Le mois précédent, Émile Dewoitine avait soumis au ministère de l’Air un projet de version armée du D550 : le projet D550-C1. Michel Detroyat fut invité à faire un vol d’évaluation. Enthousiasmé par ce vol, il ne manqua pas de mettre en avant les performances élevées et les qualités de vol de l’avion. Il émit des réserves sur les défauts spécifiques aux avions de record : visibilité réduite, vitesse d’atterrissage élevée.

Le projet d’avion de chasse fut alors remanié et renommé D551. L’envergure fut augmentée, la capacité du réservoir accrue, tandis que le pare-brise était redessiné. Le poids maximum du D551 au décollage était estimé légèrement inférieur à 2 200 kg. Sa vitesse en palier devait être comprise entre 650 et 680 km/h et le temps de montée à 4 000 m, décollage compris, ne devait pas excéder 3 min 50 sec.

La structure du D551 retenait toutes les simplifications de fabrications déjà apportées au D550, tandis que l’armement retenu était remplacé par 5 mitrailleuses, dont une dans l’axe de l’hélice. Les services officiels envisagèrent de modifier deux des D551 en commande pour les rendre conformes aux exigences du programme C1 du 11 septembre 1939 : 1 canon sur le moteur et 6 mitrailleuses de voilures, 410 l de capacité réservoir, moteur de 1 300 ch.

Les premiers D551 prirent forme à la fin de l’hiver 1939-1940. L’avion prototype devait passer à la « piste » début mai sous réserve que les moteurs 12Y51 soient livré. En fait, fin mai, cinq avions étaient pratiquement terminés mais attendaient leur moteur. Fin juin, trois avions les avaient enfin reçus et étaient sur le point de commencer les essais en vol. L’armistice survint toutefois avant que le prototype n’ait pu effectuer son premier vol.

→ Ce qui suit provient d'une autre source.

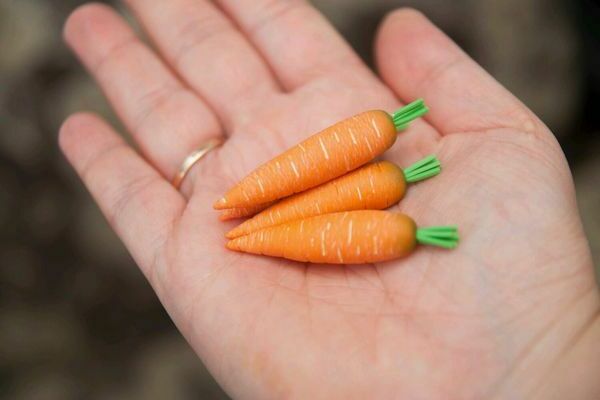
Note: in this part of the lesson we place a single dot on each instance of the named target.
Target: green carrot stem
(426, 168)
(408, 113)
(441, 236)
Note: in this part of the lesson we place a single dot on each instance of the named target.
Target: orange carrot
(352, 237)
(235, 213)
(375, 186)
(333, 152)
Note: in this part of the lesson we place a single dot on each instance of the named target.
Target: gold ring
(193, 158)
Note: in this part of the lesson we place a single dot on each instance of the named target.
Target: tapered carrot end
(233, 245)
(225, 216)
(220, 204)
(236, 232)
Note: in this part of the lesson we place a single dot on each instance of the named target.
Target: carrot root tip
(423, 169)
(440, 236)
(405, 115)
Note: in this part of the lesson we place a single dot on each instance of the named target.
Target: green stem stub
(408, 113)
(426, 168)
(441, 236)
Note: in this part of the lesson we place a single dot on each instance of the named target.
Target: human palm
(473, 322)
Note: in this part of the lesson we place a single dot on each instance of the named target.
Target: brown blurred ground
(77, 319)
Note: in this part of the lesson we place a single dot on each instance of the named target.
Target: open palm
(489, 318)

Tous les travaux furent stoppés et les seize avions officiellement en commande furent bloqués dans l’état où ils étaient comme « prises de guerre ». Toutes les tentatives pour cacher les deux exemplaires excédentaires échouèrent. Ils furent transformés en avions de sport et rebaptisés hâtivement D560. Transférés à Saint-Martin-du-Touch en janvier 1941 pour un premier vol, la commission d’armistice leur interdira de prendre l’air. Les D560 seront ferraillés avec le reste de la production de D551.

Émile Dewoitine

Ingénieur en aéronautique, Émile Dewoitine a été affecté en octobre 1917 aux établissements Latécoère à Toulouse afin de diriger une chaîne de fabrication de 1000 avions de reconnaissance Salmson. Démobilisé et ayant ses propres projets, il quitte Latécoère en 1920 et crée un bureau d’études, la Société des avions Dewoitine.

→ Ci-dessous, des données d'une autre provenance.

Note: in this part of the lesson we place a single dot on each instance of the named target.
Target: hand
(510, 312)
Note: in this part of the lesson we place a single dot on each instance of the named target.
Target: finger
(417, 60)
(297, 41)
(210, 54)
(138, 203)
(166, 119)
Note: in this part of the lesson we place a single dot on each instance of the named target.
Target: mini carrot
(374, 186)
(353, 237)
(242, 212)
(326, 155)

Il conçoit dès l’année suivante un avion de chasse, le D.1, qui se révèle techniquement novateur par bien des aspects : construction alliant l’acier et l’aluminium et excluant le bois, structure d’aile monolongeron, formule monoplane, revêtement travaillant, c’est-à-dire participant aux efforts de rigidité de l’ensemble.

Émile Dewoitine est surtout connu pour être le père d’une grande lignée d’avions de chasse. Le chasseur est l’archétype de l’avion rapide, maniable et racé : réussir un appareil de ce type est un défi pour tout constructeur désireux d’être à la pointe de l’aéronautique. Sûr de ses conceptions, Dewoitine améliore constamment ses modèles. Parmi ceux-ci le Dewoitine 551, version améliorée du D520, sera la quintessence de son savoir-faire aéronautique et reste à ce jour la pierre angulaire de l’aviation moderne.